Experimental study and numerical simulation of flow over the inclined airfoil-shaped weir in rectangular channel

Abstract

In order to find an integrated flow measurement and control facility with stable outflow form, a series of experiments and numerical simulations were performed for the inclined airfoil-shaped weir. Based on the experimental and simulated data, the stage-discharge relationship was deduced by using dimensional analysis and incomplete self-similarity theory. And two flow measurement formulas with inclination angle of 0°–45° were obtained through different fitting schemes. The variation law of discharge ratio with inclination angle and the accuracy comparison of flow measurement formulas were analyzed. Moreover, the Froude number, critical submergence degree, head loss and velocity distribution of the flow field over the weir were studied. The results show that streamlined airfoil improves the stability of flow behind the weir. The average relative error of the free water surface line data between experiments and simulations is 5.05%, which indicates the reliability of the numerical simulation.
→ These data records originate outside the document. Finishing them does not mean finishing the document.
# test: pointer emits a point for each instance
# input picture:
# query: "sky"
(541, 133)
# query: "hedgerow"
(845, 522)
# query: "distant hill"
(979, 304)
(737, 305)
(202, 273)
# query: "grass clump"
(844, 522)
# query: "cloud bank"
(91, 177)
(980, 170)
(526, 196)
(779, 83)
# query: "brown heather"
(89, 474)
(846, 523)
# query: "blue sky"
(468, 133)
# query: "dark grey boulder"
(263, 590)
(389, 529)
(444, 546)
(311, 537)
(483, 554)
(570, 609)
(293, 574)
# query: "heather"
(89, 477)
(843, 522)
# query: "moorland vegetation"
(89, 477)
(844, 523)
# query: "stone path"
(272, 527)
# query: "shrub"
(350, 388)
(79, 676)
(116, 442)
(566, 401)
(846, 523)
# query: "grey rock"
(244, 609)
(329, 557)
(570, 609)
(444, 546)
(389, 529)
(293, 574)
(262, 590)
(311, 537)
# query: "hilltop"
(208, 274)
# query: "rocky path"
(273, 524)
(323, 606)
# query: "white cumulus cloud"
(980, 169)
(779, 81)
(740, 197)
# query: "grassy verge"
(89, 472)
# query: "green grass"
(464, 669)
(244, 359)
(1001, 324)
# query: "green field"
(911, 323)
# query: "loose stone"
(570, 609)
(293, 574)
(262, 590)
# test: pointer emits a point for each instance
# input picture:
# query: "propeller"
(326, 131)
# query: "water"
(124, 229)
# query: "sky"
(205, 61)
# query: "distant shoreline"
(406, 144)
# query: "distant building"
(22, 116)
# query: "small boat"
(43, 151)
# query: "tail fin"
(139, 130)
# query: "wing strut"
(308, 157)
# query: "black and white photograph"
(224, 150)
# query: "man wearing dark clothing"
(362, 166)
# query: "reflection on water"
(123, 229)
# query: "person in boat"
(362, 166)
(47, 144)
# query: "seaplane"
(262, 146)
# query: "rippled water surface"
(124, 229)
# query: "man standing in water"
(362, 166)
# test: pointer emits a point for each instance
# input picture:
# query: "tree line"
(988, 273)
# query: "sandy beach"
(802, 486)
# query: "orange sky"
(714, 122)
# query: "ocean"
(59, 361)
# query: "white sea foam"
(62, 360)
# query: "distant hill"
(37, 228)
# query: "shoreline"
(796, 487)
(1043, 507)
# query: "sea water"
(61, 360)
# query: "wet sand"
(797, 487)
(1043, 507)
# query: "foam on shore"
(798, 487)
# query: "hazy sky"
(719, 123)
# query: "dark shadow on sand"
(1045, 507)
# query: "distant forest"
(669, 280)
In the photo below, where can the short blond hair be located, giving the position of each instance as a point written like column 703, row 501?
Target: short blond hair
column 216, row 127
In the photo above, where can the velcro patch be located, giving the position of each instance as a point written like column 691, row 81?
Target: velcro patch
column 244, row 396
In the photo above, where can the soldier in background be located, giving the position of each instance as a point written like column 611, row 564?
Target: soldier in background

The discharge ratio proposed in the fitting scheme I takes the 25° inclination angle as the limit, which increases slightly at first and then decreases gradually, and the flow measurement relative errors of the two fitting formulas are all within ±7%. The average Froude number of the upstream reference section at each inclination angle is less than 0.25, the critical submergence range is between 0.87 and 0.96, and the relative head loss ranges from 3.54% to 12.16%, so as to ensure the accuracy of flow measurement.